Analysis of attenuation rock-physics template of tight sandstones: Reservoir microcrack prediction

Tight-sandstone gas reservoirs have low porosity and contain developed microcracks, result in the strong matrix heterogeneity. Due to the development of microcracks in tight sandstone, the relevant good connectivity is favorable to the reservoir natural gas accumulation with high gas saturation. In this paper, for the tight sandstone reservoirs in the Xujiahe formation of western Sichuan Basin, the ultrasonic measurements are performed on the tight sandstone under different confining pressures. Based on the model of double-porosity structure of intergranular pores and microcracks, we build a rock physics model for the tight sandstone reservoirs with high gas saturation, by using the double-porosity media equation (Biot-Rayleigh).
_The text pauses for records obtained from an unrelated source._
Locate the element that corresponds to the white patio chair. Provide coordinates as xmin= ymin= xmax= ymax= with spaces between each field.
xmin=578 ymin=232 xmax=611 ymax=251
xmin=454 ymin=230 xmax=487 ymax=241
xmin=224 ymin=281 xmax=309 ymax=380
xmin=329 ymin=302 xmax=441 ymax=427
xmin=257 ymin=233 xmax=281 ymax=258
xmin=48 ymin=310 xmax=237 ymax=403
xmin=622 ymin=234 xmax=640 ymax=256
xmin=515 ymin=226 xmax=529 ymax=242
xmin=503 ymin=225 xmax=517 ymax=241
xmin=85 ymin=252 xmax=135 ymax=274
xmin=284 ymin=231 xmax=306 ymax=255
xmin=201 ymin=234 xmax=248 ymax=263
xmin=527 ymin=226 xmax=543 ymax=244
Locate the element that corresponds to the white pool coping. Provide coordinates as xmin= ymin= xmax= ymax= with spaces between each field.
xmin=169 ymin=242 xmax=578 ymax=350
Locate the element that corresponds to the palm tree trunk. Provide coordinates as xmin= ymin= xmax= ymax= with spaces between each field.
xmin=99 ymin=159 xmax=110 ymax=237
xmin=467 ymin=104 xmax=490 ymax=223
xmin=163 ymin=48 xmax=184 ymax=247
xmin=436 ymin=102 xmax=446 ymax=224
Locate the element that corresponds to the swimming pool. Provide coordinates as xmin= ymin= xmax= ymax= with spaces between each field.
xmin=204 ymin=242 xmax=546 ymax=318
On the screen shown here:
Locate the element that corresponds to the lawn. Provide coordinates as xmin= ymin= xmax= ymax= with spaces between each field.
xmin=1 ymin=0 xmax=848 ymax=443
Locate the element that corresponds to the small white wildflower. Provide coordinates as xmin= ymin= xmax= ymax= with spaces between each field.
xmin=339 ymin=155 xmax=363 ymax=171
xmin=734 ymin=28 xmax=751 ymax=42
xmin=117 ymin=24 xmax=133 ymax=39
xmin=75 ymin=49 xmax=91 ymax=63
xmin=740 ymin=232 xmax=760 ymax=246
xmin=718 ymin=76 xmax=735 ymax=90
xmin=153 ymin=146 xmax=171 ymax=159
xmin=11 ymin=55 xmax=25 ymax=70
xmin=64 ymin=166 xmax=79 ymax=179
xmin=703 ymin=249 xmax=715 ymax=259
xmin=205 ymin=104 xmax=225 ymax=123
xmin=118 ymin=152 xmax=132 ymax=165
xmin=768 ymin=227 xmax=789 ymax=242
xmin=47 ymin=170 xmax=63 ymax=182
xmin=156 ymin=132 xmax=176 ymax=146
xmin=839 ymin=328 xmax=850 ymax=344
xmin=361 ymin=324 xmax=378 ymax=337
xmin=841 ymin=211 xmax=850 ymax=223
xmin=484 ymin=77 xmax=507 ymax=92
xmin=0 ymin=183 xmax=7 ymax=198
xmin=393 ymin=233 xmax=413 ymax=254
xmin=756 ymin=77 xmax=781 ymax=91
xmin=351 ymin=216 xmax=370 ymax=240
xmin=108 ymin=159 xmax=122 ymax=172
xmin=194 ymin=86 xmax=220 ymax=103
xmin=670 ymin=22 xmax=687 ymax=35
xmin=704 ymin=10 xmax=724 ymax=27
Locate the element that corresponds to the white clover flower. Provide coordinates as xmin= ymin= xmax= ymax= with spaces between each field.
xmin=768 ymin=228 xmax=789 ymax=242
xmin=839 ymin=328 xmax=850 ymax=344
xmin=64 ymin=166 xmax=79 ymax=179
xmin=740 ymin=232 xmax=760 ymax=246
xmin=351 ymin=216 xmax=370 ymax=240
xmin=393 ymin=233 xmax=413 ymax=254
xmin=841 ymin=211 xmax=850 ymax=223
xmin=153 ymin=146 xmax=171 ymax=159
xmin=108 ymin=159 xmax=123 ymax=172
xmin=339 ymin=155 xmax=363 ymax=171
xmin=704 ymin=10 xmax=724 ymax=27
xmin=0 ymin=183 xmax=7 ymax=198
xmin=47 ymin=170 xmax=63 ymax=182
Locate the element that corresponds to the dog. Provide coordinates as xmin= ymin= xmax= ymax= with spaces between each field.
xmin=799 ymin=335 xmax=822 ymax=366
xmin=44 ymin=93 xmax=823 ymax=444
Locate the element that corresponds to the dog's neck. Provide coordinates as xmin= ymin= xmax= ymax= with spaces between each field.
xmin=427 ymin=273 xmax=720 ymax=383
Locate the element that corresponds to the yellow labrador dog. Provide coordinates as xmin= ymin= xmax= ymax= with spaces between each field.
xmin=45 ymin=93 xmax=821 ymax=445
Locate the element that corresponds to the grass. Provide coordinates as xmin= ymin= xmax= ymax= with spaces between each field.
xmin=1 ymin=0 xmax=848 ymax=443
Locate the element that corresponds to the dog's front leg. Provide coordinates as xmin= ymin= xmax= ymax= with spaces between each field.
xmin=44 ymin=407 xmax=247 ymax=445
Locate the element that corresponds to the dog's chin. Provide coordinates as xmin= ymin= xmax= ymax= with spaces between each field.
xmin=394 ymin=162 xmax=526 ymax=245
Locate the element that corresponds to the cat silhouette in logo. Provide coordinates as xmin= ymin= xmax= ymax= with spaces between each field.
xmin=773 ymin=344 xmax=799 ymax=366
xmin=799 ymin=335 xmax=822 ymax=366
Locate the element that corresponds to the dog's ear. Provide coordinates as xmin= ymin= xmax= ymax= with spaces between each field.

The effects of the microcrack content on the dispersion and attenuation of compressional waves are analyzed. Based on the seismic Q, the multi-scale rock-physics template of tight sandstone is built. We estimate the attenuation of the sample and the actual reservoirs by using the spectral ratio method and the improved frequency-shift method, respectively. Then, calibrations of the templates are performed at the ultrasonic and seismic frequencies. The templates are applied to the work area to quantitatively predict the porosity and microcrack content of reservoirs by using a 2D seismic line and a 3D dataset. The results indicate that the predicted porosity and microcrack content are consistent with the well-log data and actual gas production reports of the three wells. The distributions of high-quality reservoirs are effectively predicted based on the microcrack-pore attenuation rock physics model.